Quanto ritieni sia importante la ricerca? E in particolare nel tuo campo?
Se non la ritenessi importante avrei scelto di fare un altro lavoro, ovviamente. Se non hai persone che hanno la spinta, la voglia e la capacità di affrontare l’ignoto, l’umanità non va avanti nel suo progresso culturale, tecnologico e scientifico. Poi è vero che la ricerca si può fare in tanti modi. C’è chi riesce a fare ricerca che fa fare salti di decenni all’umanità, perché hanno le capacità e perché arrivano nel momento giusto, e ci sono le persone che sono in grado di spostare un granellino. Ma anche i granellini contano. L’intelligenza artificiale è uno di questi esempi. Le reti neurali, come dicevo prima, sono state per tantissimo tempo in un binario secondario. Poi, vari ricercatori si sono impegnati, nonostante questo, a lavorare al granellino, a farlo diventare prima una palla di neve e poi una valanga… Se gli scienziati avessero smesso 60 o 70 anni fa di occuparsi di reti neurali, oggi non saremmo dove siamo. La ricerca si fa anche in diversi contesti: nelle industrie, nell’accademia… ed è importante continuare a tenerli vivi tutti, pubblici e privati. La ricerca delle aziende non sarebbe possibile se non ci fosse stata prima quella degli istituti pubblici. E adesso continuano a servire gli istituti di ricerca pubblici, perché servono le persone che facciano ricerca non solo sull’IA ma anche su tante altri temi che magari fra vent’anni verranno riusate dalla ricerca industriale. Quindi la ricerca è importante, sì, ed è importante tutta la ricerca. Mi accaloro quando racconto queste cose!
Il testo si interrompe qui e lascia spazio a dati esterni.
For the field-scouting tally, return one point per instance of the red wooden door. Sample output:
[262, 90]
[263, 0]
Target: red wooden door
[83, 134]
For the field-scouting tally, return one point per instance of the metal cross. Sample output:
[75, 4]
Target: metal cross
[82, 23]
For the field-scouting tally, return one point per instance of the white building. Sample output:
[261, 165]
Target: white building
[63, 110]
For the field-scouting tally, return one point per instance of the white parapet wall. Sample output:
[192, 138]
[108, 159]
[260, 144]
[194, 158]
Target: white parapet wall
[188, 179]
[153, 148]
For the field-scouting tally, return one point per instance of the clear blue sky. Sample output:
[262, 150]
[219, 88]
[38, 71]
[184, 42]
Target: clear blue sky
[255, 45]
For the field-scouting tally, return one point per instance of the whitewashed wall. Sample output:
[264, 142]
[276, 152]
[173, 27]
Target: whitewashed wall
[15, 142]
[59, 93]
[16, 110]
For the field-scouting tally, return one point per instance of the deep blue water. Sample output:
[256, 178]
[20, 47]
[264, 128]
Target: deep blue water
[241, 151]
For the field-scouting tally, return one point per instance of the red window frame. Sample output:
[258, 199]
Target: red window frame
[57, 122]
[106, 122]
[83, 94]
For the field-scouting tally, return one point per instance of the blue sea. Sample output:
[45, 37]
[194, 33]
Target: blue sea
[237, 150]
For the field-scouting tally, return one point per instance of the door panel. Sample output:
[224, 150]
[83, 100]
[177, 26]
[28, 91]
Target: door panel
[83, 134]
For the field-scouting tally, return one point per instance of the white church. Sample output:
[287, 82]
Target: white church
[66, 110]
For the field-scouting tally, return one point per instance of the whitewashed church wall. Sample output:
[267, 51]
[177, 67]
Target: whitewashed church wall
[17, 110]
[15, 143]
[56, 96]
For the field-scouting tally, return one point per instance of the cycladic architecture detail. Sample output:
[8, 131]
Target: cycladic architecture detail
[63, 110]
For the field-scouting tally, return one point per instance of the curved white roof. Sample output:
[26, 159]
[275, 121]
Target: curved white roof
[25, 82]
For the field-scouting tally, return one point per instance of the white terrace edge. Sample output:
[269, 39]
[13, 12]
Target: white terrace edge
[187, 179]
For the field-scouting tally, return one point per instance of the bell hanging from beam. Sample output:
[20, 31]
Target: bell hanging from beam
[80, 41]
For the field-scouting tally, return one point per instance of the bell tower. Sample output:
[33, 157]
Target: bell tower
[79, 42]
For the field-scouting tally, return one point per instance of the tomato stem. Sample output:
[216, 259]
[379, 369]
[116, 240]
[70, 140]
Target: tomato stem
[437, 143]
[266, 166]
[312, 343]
Ci sono stati momenti in cui hai pensato di lasciare la ricerca o il mondo accademico?
Costantemente. È successo più volte, ma credo sia normale. Questo è un lavoro estremamente stressante, e spesso frustrante. Mi spiego: si passa la maggior parte del tempo a lavorare a cose che non funzionano. Solo ogni tanto funzionano, e quella volta che capita devi far durare la soddisfazione per il lungo tempo in cui ricominci a fare cose che di nuovo non funzionano… È assolutamente normale mettersi in discussione, ma si tratta di un lavoro che se non lo “scegli” quotidianamente ti mangia un po’ l’energia e la testa. È anche importante trovare delle persone che ti danno i consigli giusti al momento giusto. Io a un certo punto, finito il dottorato, mi sono detto “basta, vado a lavorare per un’azienda di consulenza” che all’epoca era come dire “vado a lavorare per guadagnare tanto”. Arrivato al colloquio di selezione, il responsabile mi ha chiesto: “dottor Bacciu, è sicuro di voler fare questo lavoro? Perché quando parla della ricerca che faceva le brillano gli occhi…”. Tornando a casa ho pensato: “forse devo dare alla ricerca un’altra opportunità”. Se al colloquio non mi avessero fatto quella domanda forse non sarei qui ora.